Looks Like Seattle's Going To Get An NHL Team

Ted S. Warren/AP Photo
Ted S. Warren/AP Photo

There are still many things that need to happen before Seattle ices its first major league hockey team since 1924, but after Thursday’s announcement by the NHL, it seems like it’s just a matter of time.


A day after the city of Seattle signed an memorandum of understanding on a $660 million renovation of KeyArena, NHL Commissioner Gary Bettman announced the the league has authorized a Seattle ownership group to file an application expansion for a franchise to begin play in the 2020-21 season. Bettman put the brakes on any celebrations when he explicitly said what this is not:

“That doesn’t mean we have granted an expansion team,” Commissioner Bettman said following the Board of Governors meeting. “We have agreed as a league to take and consider an expansion application and to let them run in the next few months a season ticket drive.”

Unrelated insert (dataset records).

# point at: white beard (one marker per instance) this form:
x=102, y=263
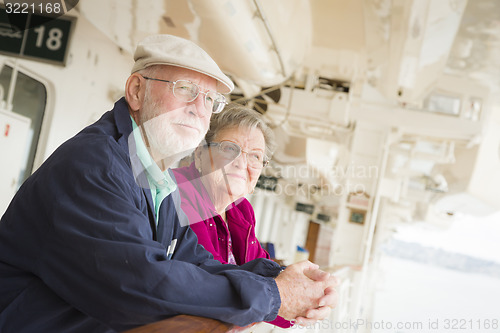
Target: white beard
x=161, y=135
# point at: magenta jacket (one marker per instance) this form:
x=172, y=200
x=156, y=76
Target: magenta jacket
x=211, y=229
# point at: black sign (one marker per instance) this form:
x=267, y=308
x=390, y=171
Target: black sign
x=267, y=183
x=306, y=208
x=46, y=40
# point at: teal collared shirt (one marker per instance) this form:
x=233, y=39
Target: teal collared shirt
x=160, y=182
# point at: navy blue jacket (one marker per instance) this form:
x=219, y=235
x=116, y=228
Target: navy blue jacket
x=79, y=251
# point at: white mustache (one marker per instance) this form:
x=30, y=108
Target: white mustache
x=188, y=123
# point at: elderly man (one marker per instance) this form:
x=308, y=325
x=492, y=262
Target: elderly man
x=92, y=241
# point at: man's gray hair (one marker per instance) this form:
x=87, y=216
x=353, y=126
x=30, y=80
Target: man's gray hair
x=237, y=115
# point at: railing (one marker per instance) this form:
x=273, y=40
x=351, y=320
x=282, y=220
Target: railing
x=193, y=324
x=187, y=324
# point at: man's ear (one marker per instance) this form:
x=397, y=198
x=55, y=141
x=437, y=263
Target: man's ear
x=135, y=89
x=197, y=157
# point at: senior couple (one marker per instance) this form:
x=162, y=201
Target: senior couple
x=94, y=241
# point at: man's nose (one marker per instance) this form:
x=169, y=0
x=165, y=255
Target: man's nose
x=199, y=109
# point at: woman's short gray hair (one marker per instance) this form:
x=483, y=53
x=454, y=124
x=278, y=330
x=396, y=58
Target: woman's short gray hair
x=237, y=115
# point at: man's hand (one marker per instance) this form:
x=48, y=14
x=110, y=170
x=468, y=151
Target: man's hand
x=307, y=293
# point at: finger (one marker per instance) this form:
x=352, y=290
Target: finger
x=334, y=281
x=319, y=313
x=306, y=264
x=330, y=298
x=317, y=274
x=302, y=321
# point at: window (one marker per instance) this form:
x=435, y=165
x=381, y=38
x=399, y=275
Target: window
x=29, y=100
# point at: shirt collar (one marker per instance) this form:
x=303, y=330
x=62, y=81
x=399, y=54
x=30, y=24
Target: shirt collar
x=156, y=177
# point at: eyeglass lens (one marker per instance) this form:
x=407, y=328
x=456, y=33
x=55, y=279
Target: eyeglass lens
x=188, y=91
x=231, y=151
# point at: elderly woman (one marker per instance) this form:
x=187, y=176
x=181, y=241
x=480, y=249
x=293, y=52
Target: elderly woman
x=225, y=169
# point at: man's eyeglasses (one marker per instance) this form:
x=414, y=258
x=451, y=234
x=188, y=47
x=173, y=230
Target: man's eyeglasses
x=187, y=91
x=256, y=159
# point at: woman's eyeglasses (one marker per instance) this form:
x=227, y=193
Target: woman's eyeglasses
x=229, y=150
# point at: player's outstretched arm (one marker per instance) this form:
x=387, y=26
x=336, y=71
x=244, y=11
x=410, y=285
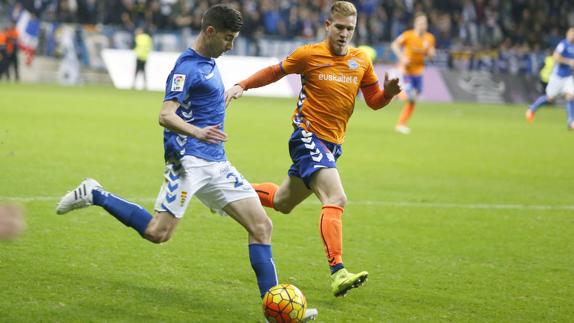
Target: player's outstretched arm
x=170, y=120
x=376, y=97
x=261, y=78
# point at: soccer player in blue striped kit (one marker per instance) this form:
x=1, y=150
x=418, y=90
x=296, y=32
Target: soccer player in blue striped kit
x=561, y=80
x=196, y=165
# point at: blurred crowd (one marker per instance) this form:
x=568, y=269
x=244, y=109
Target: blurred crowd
x=539, y=24
x=470, y=31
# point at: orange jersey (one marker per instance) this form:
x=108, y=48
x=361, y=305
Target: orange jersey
x=12, y=40
x=330, y=86
x=416, y=49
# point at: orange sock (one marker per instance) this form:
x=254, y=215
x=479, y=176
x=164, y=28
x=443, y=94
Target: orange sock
x=332, y=233
x=266, y=192
x=406, y=113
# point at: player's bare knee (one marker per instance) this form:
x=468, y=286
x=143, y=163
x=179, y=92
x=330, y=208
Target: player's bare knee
x=284, y=207
x=261, y=230
x=338, y=199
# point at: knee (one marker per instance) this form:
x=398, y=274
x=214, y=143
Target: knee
x=261, y=230
x=284, y=207
x=337, y=199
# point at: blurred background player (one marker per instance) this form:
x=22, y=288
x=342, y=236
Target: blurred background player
x=332, y=73
x=412, y=47
x=3, y=55
x=561, y=80
x=196, y=163
x=546, y=71
x=142, y=47
x=12, y=51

But, Seattle, you can get your hopes up. There’s an ownership group, led by private equity CEO David Bonderman and Hollywood producer Jerry Bruckheimer, and partnered with the company leading the arena renovation, which is led by Tim Leweike, who has a deep sports management background—he was previously CEO of companies that owned the Kings and Maple Leafs. There’s a season-ticket drive starting, something that probably wouldn’t be allowed if the league wasn’t set on this. There’s an expansion fee—$650 million, which is $150 million more than Las Vegas paid. (Deputy commissioner Bill Daly said the fee is different because of the market and because of inflation.) Basically, this is the same process that prefigured the Vegas Golden Knights’ birth, and barring anything unexpected, this feels inevitable.

Notably, Seattle is the only city that’s being allowed to bid for an expansion team. This isn’t an open competition. Sorry, Quebec City. The NHL has other plans for you now. See below.

And Seattle’s already talking trash to their inevitable geographic rivals. Here’s mayor Jenny Durkan:

“We saw the Canucks are really excited to come here and get beat. And we’re excited to go up north. We remember Seattle has more Stanley Cups and we plan to add to that.”


Yes, Seattle does have a Stanley Cup, won by the Pacific Coast Hockey Association’s Seattle Metropolitans in 1917. But while the Canucks have none, the PCHA’s Vancouver Millionaires won a Cup in 1915. So let’s call this one even.

There’s one potential wrench to all these proceedings, though it wouldn’t affect Seattle getting a team. Bettman was clear in his announcement that the NHL may consider the possibility of relocation rather than expansion, if, by the time 2020 rolls around, there’s another franchise that needs to move.


That’s a threat to the politicians and residents of Arizona, Ottawa, Calgary, and anywhere else the NHL is angling for a new publicly funded arena. The NHL still wants those markets to pony up, and is happy to use an incoming Seattle team as more immediate leverage against them. (The list of blackmailed markets no longer includes Raleigh; the Hurricanes’ sale has been approved, and relocation is no longer on the table. For now.)

I do not believe the Seattle club will be a relocated team. I think the NHL very much wants to get to 32 teams to balance out the unbalanced divisions. (Put Seattle in the Pacific and move the Coyotes to the Central. Done.) I believe the NHL is smart enough to realize that Quebec City, with its new arena, best serves as leverage to get the arena subsidies it’s seeking in so many places. And if you actually call a city’s bluff and move the team, sometimes you find out the leverage itself was the more valuable thing. Ask the NFL about Los Angeles.


So, as a betting man, I think Seattle gets a brand-new expansion team, though it’s possible 2020 is a year or two too optimistic a projection for it to begin play. I think an NBA team for Seattle will be not far behind. And I think Quebec City gets made to twist in the wind for another decade.